Business Opportunities Weblog found this article from the Seattle Post-Intelligencer on the fact that few companies actually receive their funding from venture capitalists:
In fact, a recent report from Babson College and the London School of Business concluded that fewer than one in 10,000 companies in the United States receive their initial funding from venture capital firms. The Global Entrepreneurship Monitor report also found that entrepreneurs provide 65 percent of their startup capital, with the rest of the funding typically coming from friends, family or co-workers.
"If self-funding by entrepreneurs and informal investments dried up, entrepreneurship would wither and die," the authors wrote.
"If self-funding by entrepreneurs and informal investments dried up, entrepreneurship would wither and die," the authors wrote.

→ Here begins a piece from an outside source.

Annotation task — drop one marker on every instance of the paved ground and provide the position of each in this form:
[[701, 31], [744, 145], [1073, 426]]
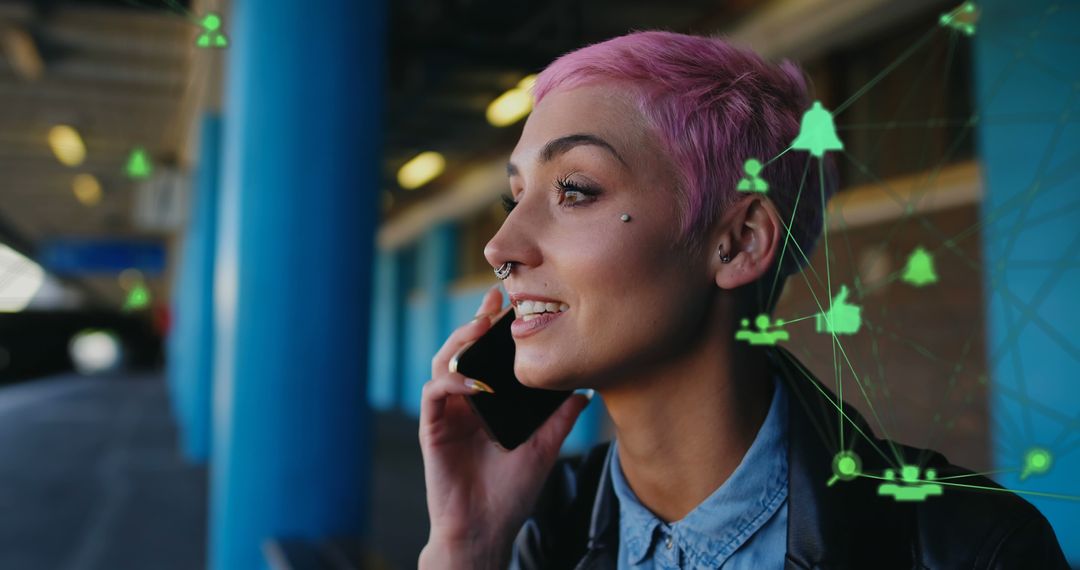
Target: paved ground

This data supports the model of the Natural Enterprise developed by Dave Pollard, one that I have used and counselled its use for some start-ups. Dave advocates organic financing:
Natural Enterprise differs from traditional business (even traditional entrepreneurial business) in two critical ways:
- Where the traditional business develops its product, mass produces it, and then advertises to create demand for the product, Natural Enterprises start by identifying unmet customer needs, developing customized solutions, then delivering to the pre-qualified customers, and marketing virally.
- Where the traditional business has a hierarchical organization structure and common shares, with control of the business often wielded by corporations or people other than those who run it, Natural Enterprises are flat and unincorporated, controlled equally by their members.
Is this the real form of capitalism, especially for Internet-based and small businesses?